Just having a look through the CPU for July and the first item CVE-2009-1020,  makes this CPU very important to Windows hosted databases. The Windows installation method for Oracle products that requires Administrator Group privileges means this bug provides an attack vector which through this attack you can compromise the entire server, a not so nice proposition. The impact on this is not so bad for Unix and Linux, as a total compromise of the database is not possible and therefore there is less impact. As Oracle runs under user non root privilege accounts on Unix and Linux, you avoid the potential complete compromise of a server at the same time. Other problems addressed in the patchset  are not as bad, as none create a full compromise. One worrying aspect is most are of Low access complexity or to put it simply are easy to implement to set up an attack. CVE-2009-1019 is of concern as it is remotely exploitable without authentication. CVE-2009-1019 also breaks all aspects of CIA for the database, however it is only a partial compromise across the board.

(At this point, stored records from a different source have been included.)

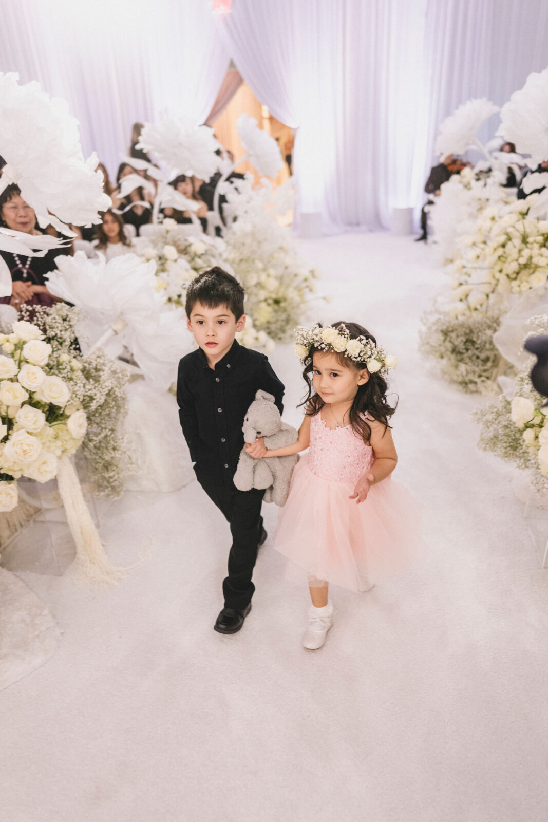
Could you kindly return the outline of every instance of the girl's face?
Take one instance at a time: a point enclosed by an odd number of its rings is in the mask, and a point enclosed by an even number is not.
[[[120,241],[120,226],[112,214],[105,214],[103,218],[103,229],[111,242]]]
[[[343,365],[335,354],[316,351],[312,358],[312,386],[325,403],[351,403],[359,386],[369,380],[366,368]]]
[[[189,180],[188,178],[187,178],[186,180],[182,180],[180,182],[177,182],[177,190],[180,194],[182,194],[183,196],[188,197],[189,200],[191,199],[192,181]]]
[[[25,234],[31,234],[36,224],[35,210],[27,206],[20,194],[14,194],[4,203],[0,216],[12,231],[22,231]]]

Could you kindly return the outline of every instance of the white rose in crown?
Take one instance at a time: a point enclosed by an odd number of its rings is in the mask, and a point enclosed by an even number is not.
[[[30,339],[23,346],[23,357],[32,365],[46,365],[51,353],[51,345],[43,339]]]
[[[0,380],[9,380],[17,373],[17,366],[11,357],[0,354]]]
[[[47,376],[35,394],[36,399],[42,403],[52,403],[61,407],[71,399],[68,386],[60,376]]]
[[[24,475],[39,483],[48,483],[57,477],[59,460],[54,454],[41,454],[38,459],[26,465]]]
[[[166,258],[166,260],[175,261],[179,256],[179,252],[177,252],[175,246],[170,246],[170,245],[164,246],[162,253],[163,256]]]
[[[34,409],[32,405],[21,405],[16,414],[16,423],[31,434],[37,434],[46,423],[46,415],[44,411]]]
[[[16,431],[6,443],[3,455],[14,463],[26,465],[38,459],[42,443],[26,431]]]
[[[331,343],[331,344],[333,345],[335,351],[338,351],[339,353],[341,353],[343,351],[346,349],[347,341],[344,337],[340,337],[338,335],[337,335],[337,336],[333,340],[333,343]]]
[[[351,357],[357,357],[361,351],[361,343],[359,339],[349,339],[347,343],[347,351]]]
[[[4,405],[21,405],[29,399],[29,395],[18,382],[2,380],[0,382],[0,403]]]
[[[21,366],[17,375],[17,379],[23,388],[28,388],[30,391],[35,391],[39,388],[45,378],[46,375],[39,365],[29,365],[28,363]]]
[[[30,339],[44,339],[44,335],[37,326],[33,326],[31,322],[25,320],[19,320],[12,326],[13,333],[16,334],[20,339],[28,343]]]
[[[530,399],[525,397],[514,397],[511,404],[510,416],[512,422],[518,428],[523,428],[526,423],[530,423],[535,416],[535,406]]]
[[[327,345],[333,345],[338,337],[338,334],[334,328],[325,328],[321,332],[321,339]]]
[[[88,418],[85,411],[75,411],[67,420],[67,427],[75,440],[81,440],[88,430]]]
[[[299,343],[295,343],[295,353],[299,359],[304,359],[305,357],[308,356],[308,349],[306,345],[301,345]]]
[[[19,494],[15,483],[0,483],[0,512],[7,514],[17,507]]]

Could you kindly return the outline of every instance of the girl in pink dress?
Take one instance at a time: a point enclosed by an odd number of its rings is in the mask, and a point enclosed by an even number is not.
[[[420,545],[419,517],[407,489],[392,480],[398,460],[386,376],[396,358],[361,326],[300,327],[295,350],[308,386],[294,446],[251,456],[310,451],[293,472],[274,547],[310,586],[305,648],[320,648],[331,626],[329,584],[366,591],[408,566]]]

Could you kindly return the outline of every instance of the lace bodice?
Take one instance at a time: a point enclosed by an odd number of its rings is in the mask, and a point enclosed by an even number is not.
[[[317,477],[335,483],[356,483],[374,459],[371,446],[357,436],[349,425],[329,428],[319,413],[311,419],[308,467]]]

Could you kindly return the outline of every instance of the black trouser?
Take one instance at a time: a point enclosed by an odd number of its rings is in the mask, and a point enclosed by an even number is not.
[[[245,608],[255,591],[251,576],[263,524],[260,506],[265,492],[215,485],[198,465],[195,465],[195,471],[205,493],[230,523],[233,544],[228,554],[228,576],[223,580],[224,607]]]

For those of you interested in developing you security knowledge further then going and reading about the CVSS program is worthwhile, as it allows you to provide a better assessment to the problems and their impact on the databases and other products you manage for your organisation.

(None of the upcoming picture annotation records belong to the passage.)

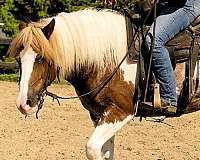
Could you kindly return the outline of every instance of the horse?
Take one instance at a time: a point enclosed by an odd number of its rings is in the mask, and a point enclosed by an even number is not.
[[[124,58],[130,38],[127,17],[107,9],[85,9],[20,29],[8,50],[20,64],[19,111],[37,112],[46,88],[63,77],[74,86],[95,127],[86,144],[87,158],[114,159],[115,134],[137,109],[138,64]]]

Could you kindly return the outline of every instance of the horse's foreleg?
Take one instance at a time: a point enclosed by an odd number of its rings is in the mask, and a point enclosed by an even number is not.
[[[115,136],[111,137],[107,142],[105,142],[101,149],[101,152],[107,160],[114,160],[114,141]]]
[[[86,145],[87,158],[89,160],[113,160],[114,135],[131,119],[132,115],[127,116],[117,107],[107,110]]]

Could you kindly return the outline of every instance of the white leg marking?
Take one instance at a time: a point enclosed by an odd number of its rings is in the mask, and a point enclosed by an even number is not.
[[[86,150],[87,158],[89,160],[104,160],[109,159],[108,157],[111,153],[105,152],[102,153],[102,147],[115,133],[121,129],[128,121],[130,121],[133,116],[128,116],[126,119],[120,122],[115,123],[104,123],[100,126],[97,126],[92,136],[90,137]]]
[[[137,64],[122,64],[121,69],[124,71],[124,80],[135,84],[135,78],[137,73]]]
[[[27,101],[27,93],[28,93],[28,82],[31,77],[31,73],[33,71],[33,64],[35,62],[36,53],[32,48],[28,48],[23,50],[20,53],[21,58],[21,69],[22,75],[20,80],[20,91],[17,97],[17,106],[22,106],[24,109],[28,109],[26,105]]]

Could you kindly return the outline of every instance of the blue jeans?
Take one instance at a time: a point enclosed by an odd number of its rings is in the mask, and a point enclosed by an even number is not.
[[[200,15],[200,0],[187,0],[182,8],[175,11],[173,9],[166,8],[157,17],[152,67],[157,82],[160,84],[161,99],[177,106],[176,80],[165,43],[188,27]],[[153,25],[146,36],[149,48],[151,46],[150,34],[153,35]]]

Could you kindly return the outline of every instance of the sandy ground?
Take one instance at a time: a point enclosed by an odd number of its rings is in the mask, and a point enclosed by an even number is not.
[[[75,95],[70,86],[53,85],[57,94]],[[15,106],[16,83],[0,82],[0,160],[85,160],[85,144],[93,131],[79,100],[46,98],[39,119],[26,119]],[[115,140],[116,160],[200,160],[200,112],[164,123],[138,118]]]

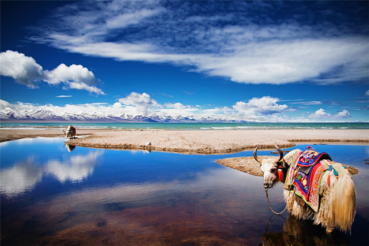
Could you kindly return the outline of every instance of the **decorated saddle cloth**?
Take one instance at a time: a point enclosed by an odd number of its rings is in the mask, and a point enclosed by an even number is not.
[[[319,191],[325,172],[333,168],[327,153],[319,153],[310,146],[297,153],[287,173],[285,184],[293,185],[295,194],[315,212],[319,208]]]

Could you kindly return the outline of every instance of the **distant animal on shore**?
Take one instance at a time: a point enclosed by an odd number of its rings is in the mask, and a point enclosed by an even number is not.
[[[69,138],[69,139],[75,138],[77,132],[76,131],[76,128],[72,125],[69,125],[69,126],[68,126],[68,128],[66,129],[66,132],[64,130],[63,130],[63,131],[64,132],[64,135],[66,136],[67,137]]]
[[[308,146],[295,149],[283,156],[276,145],[279,157],[255,159],[264,173],[264,187],[272,188],[283,183],[283,195],[291,215],[310,219],[328,233],[335,229],[347,233],[356,213],[356,191],[351,175],[341,163],[331,160],[326,153],[319,153]]]

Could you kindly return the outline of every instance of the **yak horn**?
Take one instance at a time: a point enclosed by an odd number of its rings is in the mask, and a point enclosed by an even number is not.
[[[279,147],[278,147],[277,146],[277,145],[276,145],[275,146],[276,146],[276,148],[277,149],[277,151],[278,151],[278,153],[279,154],[279,159],[277,161],[276,161],[276,163],[277,163],[278,162],[279,162],[279,161],[280,161],[280,160],[281,160],[282,159],[283,159],[283,153],[280,150],[280,149],[279,149]],[[256,149],[257,149],[257,147],[256,147]],[[256,150],[255,149],[255,150],[256,151]],[[255,157],[255,152],[254,152],[254,157]]]
[[[257,154],[256,154],[258,148],[259,148],[259,145],[256,146],[256,148],[255,148],[255,150],[254,151],[254,159],[255,159],[256,161],[261,164],[261,161],[260,161],[260,160],[257,157]]]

Recommendation: Update your databases to  apply this CPU

With Application Server the items are a little lower, however they are both remote attacks without authentication, one compromises the HTTP server and the other impacts security tools. Neither are of a high degree of difficulty to implement an attack.

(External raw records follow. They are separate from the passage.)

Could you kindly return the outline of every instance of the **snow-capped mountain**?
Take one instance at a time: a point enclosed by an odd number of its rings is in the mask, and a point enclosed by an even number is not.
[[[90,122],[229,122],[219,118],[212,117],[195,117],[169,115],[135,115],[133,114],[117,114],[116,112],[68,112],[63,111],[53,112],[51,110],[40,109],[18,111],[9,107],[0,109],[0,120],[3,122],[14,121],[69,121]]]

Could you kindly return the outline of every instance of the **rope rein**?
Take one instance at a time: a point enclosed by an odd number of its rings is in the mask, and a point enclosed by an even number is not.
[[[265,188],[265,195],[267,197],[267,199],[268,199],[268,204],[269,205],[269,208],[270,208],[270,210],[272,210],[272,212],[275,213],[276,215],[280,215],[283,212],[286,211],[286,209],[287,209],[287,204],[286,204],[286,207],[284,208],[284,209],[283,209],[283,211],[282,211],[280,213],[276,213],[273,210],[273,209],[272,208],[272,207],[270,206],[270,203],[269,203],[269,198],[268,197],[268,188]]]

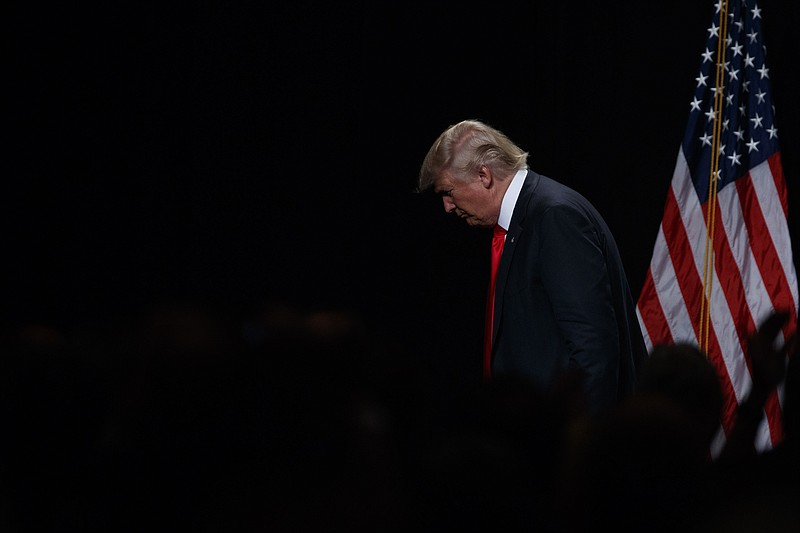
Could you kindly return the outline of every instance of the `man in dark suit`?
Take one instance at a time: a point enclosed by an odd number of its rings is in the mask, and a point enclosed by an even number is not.
[[[647,356],[635,302],[603,218],[527,158],[502,132],[466,120],[433,143],[418,189],[470,226],[506,230],[486,377],[522,376],[547,391],[577,374],[589,413],[602,414],[633,390]]]

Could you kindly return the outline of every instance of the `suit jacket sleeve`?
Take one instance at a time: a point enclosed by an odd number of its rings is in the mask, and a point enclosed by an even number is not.
[[[606,235],[580,204],[551,206],[538,223],[542,283],[570,351],[569,367],[583,374],[590,408],[610,408],[617,398],[620,345]]]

Once again as the HTTP server is a front line device it is important to update that as the vulnerability may be used more creatively than expected by Oracle and the security analysts have envisaged. Recommendation: Patch and update

I don’t work presently with E-Biz and Peoplesoft, so i wont comment other than to say since you already now have a need to patch your Oracle database and your application server then you should review and apply the patches across the board

From teh BEA technologies the JRockit vulnerability is derived from a number of Java bugs, Sun has provided data on this, if you use JRockit for public facing systems this is a critical patch to address. The 10 rating along with that an entire compromise is worrying. Some will already have applied the Sun patches and have avoided some or all the issues addressed in this patch.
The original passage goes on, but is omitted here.